Monday 19 January 2015

American Sniper (2014)

*** ½ out of ****

Okay, forget your politics, forget whether you're a liberal or a conservative, and put aside your feelings about the war in Iraq. Disregard your personal feelings about insurgents, the American troops and guerrilla warfare. If you don't you will find this film impossible to fully experience. And it is well worth experiencing.

If Clint Eastwood had never been an actor, his contribution to the movies as a director would be a unique and fairly amazing one. Yes, he won the Best Director Oscar twice (for “Unforgiven” 1992 and “Million Dollar Baby” 2003) and both those films also won Best Picture. And incidentally, are both on my “10 Favorite Movies Ever Made” list. But outside of those Clint has also directed such wonderful pictures as “A Perfect World” (1993), “Absolute Power” (1997), “Mystic River” (2003), “Letters From Iwo Jima” (2006), and “Gran Turino” (2008). There have also been a few duds, but overall he has churned out great work as a director.

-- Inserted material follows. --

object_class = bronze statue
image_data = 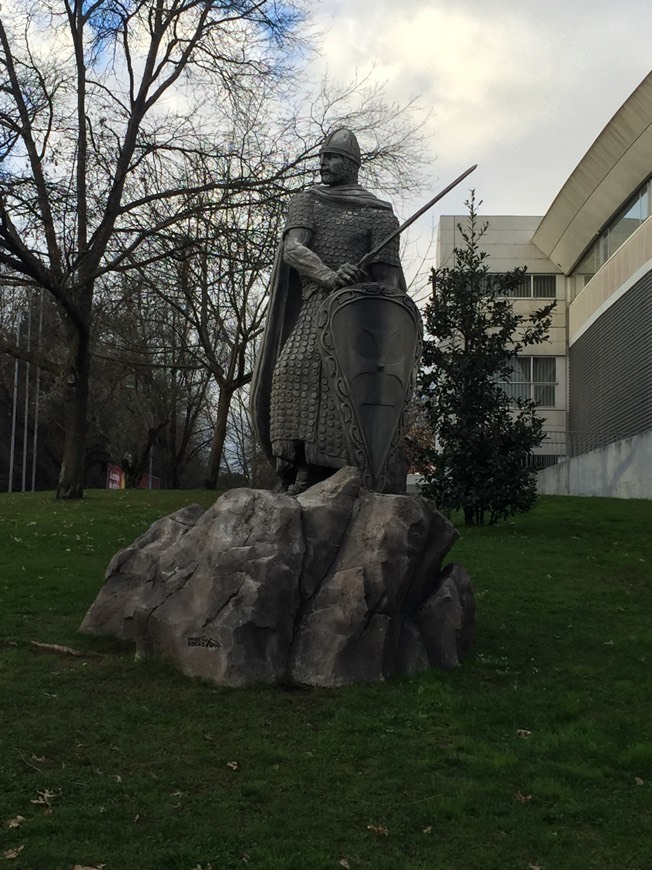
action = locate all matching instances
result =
[252,129,421,494]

And “American Sniper” is another great one. In it Bradley Cooper is Chris Kyle, a good ol' boy who grew up wanting to be a cowboy. After seeing the US Embassy Bombings in 1998 he enlists in the navy, becomes a Navy SEAL and eventually is deployed to Iraq. There, his sure-handed ability to shoot accurately over great distances allows him to become the deadliest sniper in US military history – he is so highly regarded that the men in his unit simply call him “Legend”.

Though the film is most compelling when showing his activities in Iraq, the real thrust of the story is how his experiences affect him personally, and how they affect his relationship with his wife (Sienna Miller) and their kids. Kyle goes back to Iraq for a total of four tours, and eventually is so haunted by his experiences that his shell shock seems capable of tearing him apart. How he deals with this, and how his family supports him are the soul of the picture, but the Iraq scenes are the meat on the bones.

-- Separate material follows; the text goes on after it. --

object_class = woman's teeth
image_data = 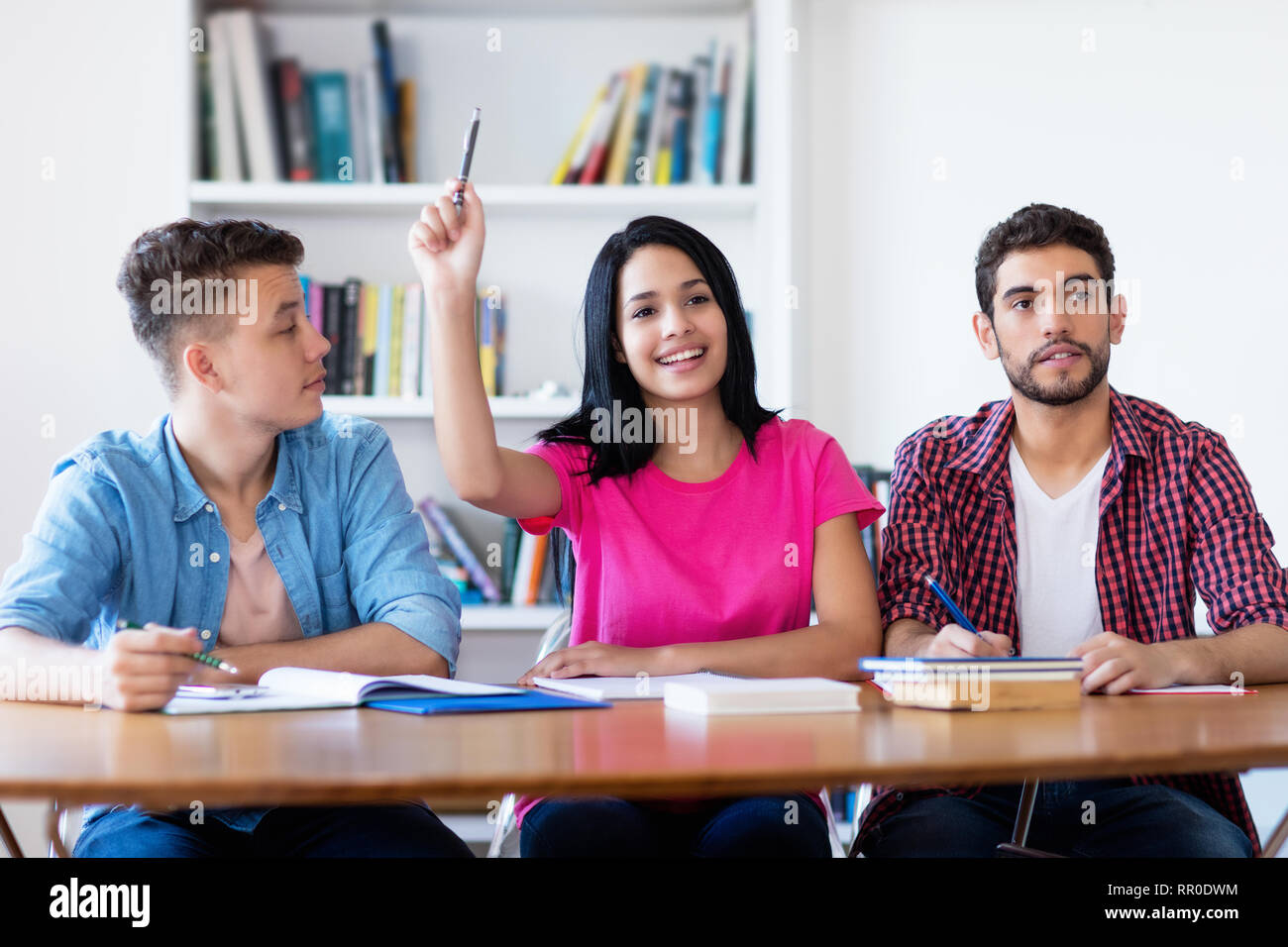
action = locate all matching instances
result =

A lot has been made of the fact that the movie has a politically “conservative” outlook – the war is never shown as anything but “just” and the Iraqis they fight are very simple and straightforward villains. Repeatedly Kyle refers to them as “savages”. However, I don't think that this detracted form the movie at all because it was all told from the point of view of the soldiers and their families, and that is how the HAVE TO view this type of action. That there were no voices calling “what are we doing there” is irrelevant to the film, as there would have been none of those voices present in these situations.

I also have to send out some respect to Bradley Cooper for his turn as Chris Kyle. Over his past few films he has proven himself to be much more than the pretty-boy type he originally appeared to be, and this performance continues on that trend. I battled myself a little in examining his performance because he plays a somewhat unintelligent, war-mongering Texan (not my personal favorite type of guy, cough-cough Bush) but in the final analysis he is excellent in the role. Everyone in this film plays well, but it is Cooper's performance that everything is based around and dependent on.

I have issues with several of this year's Oscar nominees, but not this one. It is moving, taut and at many times edge-of-your-seat, and you are drawn into the story and the characters. A worthy candidate for the big prize.